I promise I am not looking for forensics, I joke.
«He is lovely. And I am very pleased, very happy. I don’t want this as a headline. This is just a small part of a conversation.»
She gets up to go into the kitchen to get something. She returns with baby Paddy in her arms. «So what were you asking me?» she jokes.
Undeterred, I ask the elusive RTE star how she and Tom met.
«We were introduced by a mutual friend a year ago… a year ago in November.»
What was that like?
«It was lovely. We get on very well. We are about the same age. It is just nice.»
Why did she wait so long?
«Well, they haven’t exactly been queuing around the corner!» she roars with laughter.
Go away out of that, Mary, I say in my best stage Irishman.
«But they weren’t! They weren’t! So that wasn’t a factor. And it is nice. When you know, you know.»
How did she know?
Cue more nervous laughter and a look, this time, of blind panic.
«I just felt very comfortable. It is also the stage of life. I feel very comfortable with him. He’s lovely. He makes me laugh. We share the same interests. We are both interested in hiking and cinema. We go regularly to the Lighthouse cinema in Smithfield.»
What have they seen?
«Disobedience. Do you know the one about the Orthodox Jews? Maradona. Aretha Franklin. I love those kind of biopics. My favourite movie of last year was Bohemian Rhapsody. I loved Elton John’s movie too.»
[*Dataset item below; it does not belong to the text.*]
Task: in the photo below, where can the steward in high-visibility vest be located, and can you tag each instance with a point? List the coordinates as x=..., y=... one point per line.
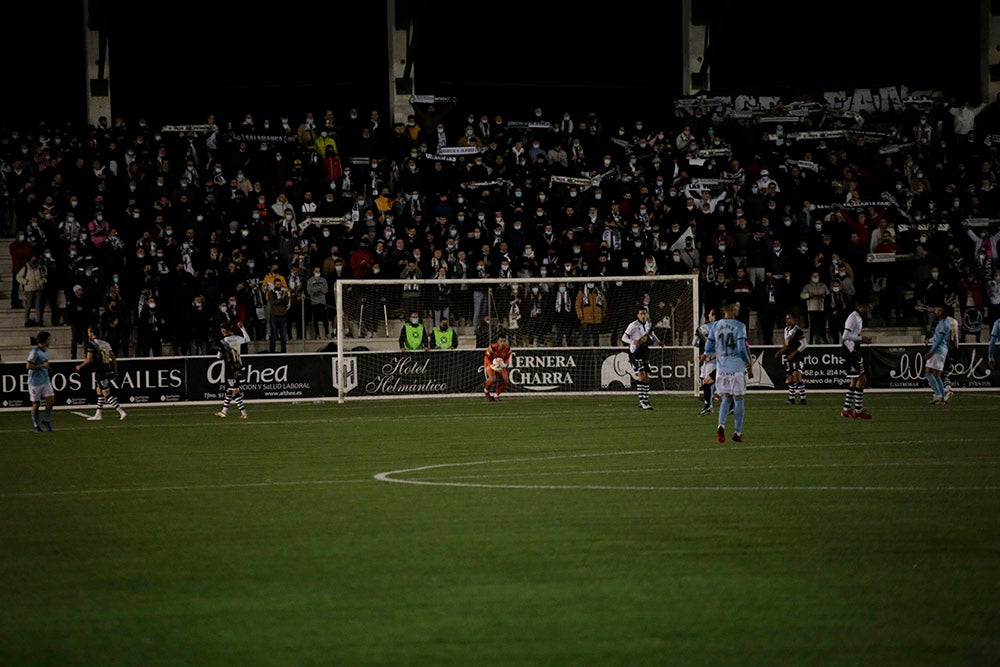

But back to Tom. How would Mary describe him?
«Calm. Loving. Fun. Kind. Very kind — to everybody. Tall. Handsome.» And she loves him?
«Yes, I love him.»
Cue look of absolute panic. «Now — if you make a headline out of that, I will come back from the grave and haunt you!» she laughs.
Mary spoke earlier about inheriting anxiety from her mother. Was she therefore a little anxious about going into a relationship with Tom after being single for so long?
«I can’t remember. I was… shy… nervous. Nervous.’
I ask her why she was nervous.
«Nervous maybe that it wouldn’t work out. I really don’t know. Shy, I suppose.» She laughs, and points to the baby on her lap. «Ask Paddy a question, Barry!»
You kept it a secret for a year, I say to Mary, not Paddy.
«I didn’t keep it a secret!» she laughs, correcting me. «Nobody asked! Nobody asked the question! OK, I’m out there in the public eye but Tom is not. He is a private individual who doesn’t want the showbiz thingy.»
Mary will perform on ‘Dancing with the Stars’ tonight on RTE One and the RTE Player
Mary’s favourite memories From 40 years at RTE
«It was like landing on another planet. There was huge poverty…. I have taken every opportunity ever since to go back and maybe do a bit of volunteering or raise awareness.»
«I was petrified doing DWTS and [producer] Larry Bass just said ‘Remember, you’ve done the Eurovision’. I said: ‘Yeah, I’d forgotten about that!'»
«Nationwide was — and is — a wonderful vehicle for showing people what’s going on in different parts of the country. You can live in a bubble in a city. And if you are living in rural Ireland you may not be totally aware of what is happening in cities and towns.»